Tutorial I: Sentence topic classification

The best way to understand how Dandelion works is through practical examples.

In the first part of this tutorial, you’ll be guided through model definition and train/test/predict function compiling with a practical sentence classification task.

Sentence Classification Task

Objective: classify each sentence into different topic categories.
Variant: single-tag classification vs multi-tag classification

The sentence classification task is to using neural network model to determine the topic of each sentence, i.e., what each sentence is talking about. For example: time, location, cause, action and result.

To fulfill the task, we’ll build a model basically based on RNN, LSTM specifically.

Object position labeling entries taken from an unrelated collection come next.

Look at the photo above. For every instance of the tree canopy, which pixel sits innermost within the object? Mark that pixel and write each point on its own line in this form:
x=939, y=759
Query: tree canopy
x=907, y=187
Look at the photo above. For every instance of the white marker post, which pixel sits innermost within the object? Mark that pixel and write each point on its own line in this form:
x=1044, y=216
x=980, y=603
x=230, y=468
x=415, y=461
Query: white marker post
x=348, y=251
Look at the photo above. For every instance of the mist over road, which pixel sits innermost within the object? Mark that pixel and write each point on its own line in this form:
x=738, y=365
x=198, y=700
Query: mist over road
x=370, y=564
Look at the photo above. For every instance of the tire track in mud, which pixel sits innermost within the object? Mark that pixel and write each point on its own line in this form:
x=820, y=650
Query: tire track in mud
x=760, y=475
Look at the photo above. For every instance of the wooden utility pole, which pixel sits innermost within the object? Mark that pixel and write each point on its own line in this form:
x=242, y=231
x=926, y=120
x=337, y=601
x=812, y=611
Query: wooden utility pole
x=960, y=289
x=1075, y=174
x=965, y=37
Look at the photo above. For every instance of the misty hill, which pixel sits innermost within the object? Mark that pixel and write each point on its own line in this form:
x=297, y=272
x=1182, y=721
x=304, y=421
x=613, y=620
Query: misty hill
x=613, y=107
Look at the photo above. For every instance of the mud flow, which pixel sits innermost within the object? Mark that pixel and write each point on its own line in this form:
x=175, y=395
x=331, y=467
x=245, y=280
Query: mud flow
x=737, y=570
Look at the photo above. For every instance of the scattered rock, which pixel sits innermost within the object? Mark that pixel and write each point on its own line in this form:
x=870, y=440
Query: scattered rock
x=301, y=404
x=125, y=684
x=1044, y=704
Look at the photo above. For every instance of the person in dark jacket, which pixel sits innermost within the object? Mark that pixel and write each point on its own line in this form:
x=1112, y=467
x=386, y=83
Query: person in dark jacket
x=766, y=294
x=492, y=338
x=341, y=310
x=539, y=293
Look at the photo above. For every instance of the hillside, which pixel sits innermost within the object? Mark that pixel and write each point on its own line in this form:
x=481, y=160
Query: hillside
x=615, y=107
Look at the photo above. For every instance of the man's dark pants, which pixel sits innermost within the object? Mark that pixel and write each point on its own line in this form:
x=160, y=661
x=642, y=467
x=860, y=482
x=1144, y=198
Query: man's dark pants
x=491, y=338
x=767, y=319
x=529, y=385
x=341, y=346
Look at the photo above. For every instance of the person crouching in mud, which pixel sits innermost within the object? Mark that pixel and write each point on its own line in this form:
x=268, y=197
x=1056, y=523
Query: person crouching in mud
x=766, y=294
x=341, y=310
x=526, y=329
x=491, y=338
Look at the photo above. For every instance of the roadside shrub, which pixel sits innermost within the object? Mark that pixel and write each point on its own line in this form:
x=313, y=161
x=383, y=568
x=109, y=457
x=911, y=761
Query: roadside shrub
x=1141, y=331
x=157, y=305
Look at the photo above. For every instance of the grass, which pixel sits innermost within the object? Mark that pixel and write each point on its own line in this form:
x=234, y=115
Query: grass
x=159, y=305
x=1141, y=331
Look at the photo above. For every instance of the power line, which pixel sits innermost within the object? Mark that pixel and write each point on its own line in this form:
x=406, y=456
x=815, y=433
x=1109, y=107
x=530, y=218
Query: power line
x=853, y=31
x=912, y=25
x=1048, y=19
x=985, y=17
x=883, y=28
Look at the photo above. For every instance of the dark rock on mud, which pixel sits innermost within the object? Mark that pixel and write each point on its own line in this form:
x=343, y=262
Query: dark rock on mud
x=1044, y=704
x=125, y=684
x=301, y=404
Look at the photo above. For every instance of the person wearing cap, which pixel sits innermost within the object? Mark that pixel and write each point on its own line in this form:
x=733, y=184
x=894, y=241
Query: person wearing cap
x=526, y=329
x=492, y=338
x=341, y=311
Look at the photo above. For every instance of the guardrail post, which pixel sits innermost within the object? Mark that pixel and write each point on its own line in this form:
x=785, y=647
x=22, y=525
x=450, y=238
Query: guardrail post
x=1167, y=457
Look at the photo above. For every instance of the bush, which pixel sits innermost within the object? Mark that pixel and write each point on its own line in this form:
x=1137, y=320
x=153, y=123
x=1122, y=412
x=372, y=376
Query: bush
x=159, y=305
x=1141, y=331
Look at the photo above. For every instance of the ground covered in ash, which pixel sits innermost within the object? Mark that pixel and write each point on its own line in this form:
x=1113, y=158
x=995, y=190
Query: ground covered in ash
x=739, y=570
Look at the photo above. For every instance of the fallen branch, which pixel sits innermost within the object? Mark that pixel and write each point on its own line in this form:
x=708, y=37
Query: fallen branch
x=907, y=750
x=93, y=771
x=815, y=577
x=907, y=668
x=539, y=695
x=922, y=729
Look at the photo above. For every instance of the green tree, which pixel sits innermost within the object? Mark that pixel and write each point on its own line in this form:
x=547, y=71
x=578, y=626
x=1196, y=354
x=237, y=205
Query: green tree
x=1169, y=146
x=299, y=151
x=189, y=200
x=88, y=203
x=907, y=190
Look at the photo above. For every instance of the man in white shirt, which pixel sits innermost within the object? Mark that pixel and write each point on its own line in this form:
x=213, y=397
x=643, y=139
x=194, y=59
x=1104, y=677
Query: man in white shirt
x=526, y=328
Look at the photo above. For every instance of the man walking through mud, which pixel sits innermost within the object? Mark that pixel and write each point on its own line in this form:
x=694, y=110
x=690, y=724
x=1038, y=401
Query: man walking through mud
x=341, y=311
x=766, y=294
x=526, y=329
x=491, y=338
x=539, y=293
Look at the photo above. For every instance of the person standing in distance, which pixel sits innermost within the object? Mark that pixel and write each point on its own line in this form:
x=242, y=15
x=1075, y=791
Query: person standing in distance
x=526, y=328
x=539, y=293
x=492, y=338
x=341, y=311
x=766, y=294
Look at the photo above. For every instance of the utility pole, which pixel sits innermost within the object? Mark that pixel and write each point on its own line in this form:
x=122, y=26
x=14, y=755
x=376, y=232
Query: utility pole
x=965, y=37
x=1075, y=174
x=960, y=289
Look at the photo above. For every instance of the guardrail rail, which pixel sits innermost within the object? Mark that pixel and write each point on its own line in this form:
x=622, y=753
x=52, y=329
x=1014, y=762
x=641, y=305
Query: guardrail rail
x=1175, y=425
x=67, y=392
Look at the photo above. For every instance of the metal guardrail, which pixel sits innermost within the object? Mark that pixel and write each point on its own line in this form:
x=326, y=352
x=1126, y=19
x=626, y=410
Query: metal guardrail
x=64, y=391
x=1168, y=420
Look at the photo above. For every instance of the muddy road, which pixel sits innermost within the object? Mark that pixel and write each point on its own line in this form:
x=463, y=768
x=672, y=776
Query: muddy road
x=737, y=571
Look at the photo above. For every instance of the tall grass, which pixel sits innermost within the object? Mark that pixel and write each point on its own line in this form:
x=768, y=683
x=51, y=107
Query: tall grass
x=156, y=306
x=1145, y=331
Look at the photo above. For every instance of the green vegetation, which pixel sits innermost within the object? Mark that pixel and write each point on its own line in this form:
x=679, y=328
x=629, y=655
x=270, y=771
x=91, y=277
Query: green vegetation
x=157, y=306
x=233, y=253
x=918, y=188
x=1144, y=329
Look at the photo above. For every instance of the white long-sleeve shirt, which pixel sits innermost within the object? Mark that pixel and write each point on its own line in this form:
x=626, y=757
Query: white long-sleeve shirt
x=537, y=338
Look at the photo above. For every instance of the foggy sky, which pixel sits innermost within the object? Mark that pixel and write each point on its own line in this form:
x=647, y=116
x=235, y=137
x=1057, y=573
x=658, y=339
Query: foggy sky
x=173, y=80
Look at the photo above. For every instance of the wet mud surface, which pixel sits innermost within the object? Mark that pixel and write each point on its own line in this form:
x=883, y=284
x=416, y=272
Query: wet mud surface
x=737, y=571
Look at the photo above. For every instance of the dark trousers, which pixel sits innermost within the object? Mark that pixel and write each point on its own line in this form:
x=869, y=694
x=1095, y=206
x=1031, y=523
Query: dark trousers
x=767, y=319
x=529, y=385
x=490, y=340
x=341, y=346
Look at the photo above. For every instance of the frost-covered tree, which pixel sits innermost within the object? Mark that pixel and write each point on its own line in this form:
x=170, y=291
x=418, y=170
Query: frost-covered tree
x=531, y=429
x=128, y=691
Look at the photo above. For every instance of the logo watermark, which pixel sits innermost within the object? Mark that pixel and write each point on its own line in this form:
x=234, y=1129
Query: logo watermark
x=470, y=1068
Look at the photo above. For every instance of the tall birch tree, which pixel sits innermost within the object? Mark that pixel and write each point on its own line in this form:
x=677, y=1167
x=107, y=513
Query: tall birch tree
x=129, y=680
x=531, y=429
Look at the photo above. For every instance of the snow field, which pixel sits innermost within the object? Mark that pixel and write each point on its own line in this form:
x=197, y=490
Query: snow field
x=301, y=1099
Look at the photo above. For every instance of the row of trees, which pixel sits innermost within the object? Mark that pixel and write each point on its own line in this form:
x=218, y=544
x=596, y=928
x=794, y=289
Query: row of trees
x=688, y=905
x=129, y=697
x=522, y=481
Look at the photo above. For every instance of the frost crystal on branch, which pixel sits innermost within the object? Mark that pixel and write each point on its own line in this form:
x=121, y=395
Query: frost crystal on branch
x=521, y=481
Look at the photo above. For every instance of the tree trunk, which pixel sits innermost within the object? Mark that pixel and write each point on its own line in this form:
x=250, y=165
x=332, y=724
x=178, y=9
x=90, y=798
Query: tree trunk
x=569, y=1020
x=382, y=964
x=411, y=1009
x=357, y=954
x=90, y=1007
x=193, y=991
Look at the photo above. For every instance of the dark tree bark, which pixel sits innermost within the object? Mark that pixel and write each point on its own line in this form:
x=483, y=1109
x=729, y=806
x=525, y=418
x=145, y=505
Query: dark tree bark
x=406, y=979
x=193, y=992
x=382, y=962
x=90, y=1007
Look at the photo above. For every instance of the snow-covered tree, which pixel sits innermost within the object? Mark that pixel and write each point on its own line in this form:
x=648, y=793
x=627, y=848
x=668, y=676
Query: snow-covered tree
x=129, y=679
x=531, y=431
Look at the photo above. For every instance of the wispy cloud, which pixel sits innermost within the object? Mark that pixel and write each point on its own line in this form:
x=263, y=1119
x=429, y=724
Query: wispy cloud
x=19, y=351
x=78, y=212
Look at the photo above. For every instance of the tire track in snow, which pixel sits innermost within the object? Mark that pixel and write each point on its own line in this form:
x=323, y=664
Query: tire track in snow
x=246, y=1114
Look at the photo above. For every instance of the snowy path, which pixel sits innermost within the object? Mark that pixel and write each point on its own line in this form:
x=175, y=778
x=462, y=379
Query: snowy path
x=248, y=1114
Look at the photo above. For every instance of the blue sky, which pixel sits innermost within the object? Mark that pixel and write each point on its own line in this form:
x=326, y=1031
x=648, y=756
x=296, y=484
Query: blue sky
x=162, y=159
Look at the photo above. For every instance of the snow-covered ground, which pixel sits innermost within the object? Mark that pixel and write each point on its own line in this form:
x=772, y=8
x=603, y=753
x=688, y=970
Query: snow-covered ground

Model Definition - Modules

For the full model definition, check the following code snippet:

    import theano
    import theano.tensor as tensor
    from dandelion.module import *
    from dandelion.update import *
    from dandelion.functional import *
    from dandelion.util import gpickle

    class model(Module):
        def __init__(self, batchsize=None, input_length=None, Nclass=6, noise=(0.5, 0.2, 0.7, 0.7, 0.7)):
            super().__init__()
            self.batchsize = batchsize
            self.input_length = input_length
            self.Nclass = Nclass
            self.noise = noise

            self.dropout0 = Dropout(name='dropout0')
            self.dropout1 = Dropout(name='dropout1')
            self.dropout2 = Dropout(name='dropout2')
            self.dropout3 = Dropout(name='dropout3')
            self.dropout4 = Dropout(name='dropout4') 
            W = gpickle.load('word_embedding(6336, 256).gpkl')
            self.embedding = Embedding(num_embeddings=6336, embedding_dim=256, W=W, name='Embedding')
            self.lstm0 = LSTM(input_dims=256, hidden_dim=100, name='lstm0')
            self.lstm1 = LSTM(input_dims=256, hidden_dim=100, name='lstm1')
            self.lstm2 = LSTM(input_dims=200, hidden_dim=100, name='lstm2')
            self.lstm3 = LSTM(input_dims=200, hidden_dim=100, name='lstm3')
            self.lstm4 = LSTM(input_dims=200, hidden_dim=100, name='lstm4')
            self.lstm5 = LSTM(input_dims=200, hidden_dim=100, name='lstm5')
            self.dense = Dense(input_dims=200, output_dim=Nclass, name='dense')

All the neural network modules are defined in dandelion.module in Python. For the sentence classification task, the following four NN modules will be used: Dropout, Embedding, LSTM and Dense.

To define our model, we’ll need to subclass the Module class from dandelion.module. The Module class is the base class for all our NN modules. There’s no complex abstraction here, all Module class done is to define some convenient interfaces for model parameter manipulation and no more. The Module class is quite similar with Pytorch’s nn.Module class.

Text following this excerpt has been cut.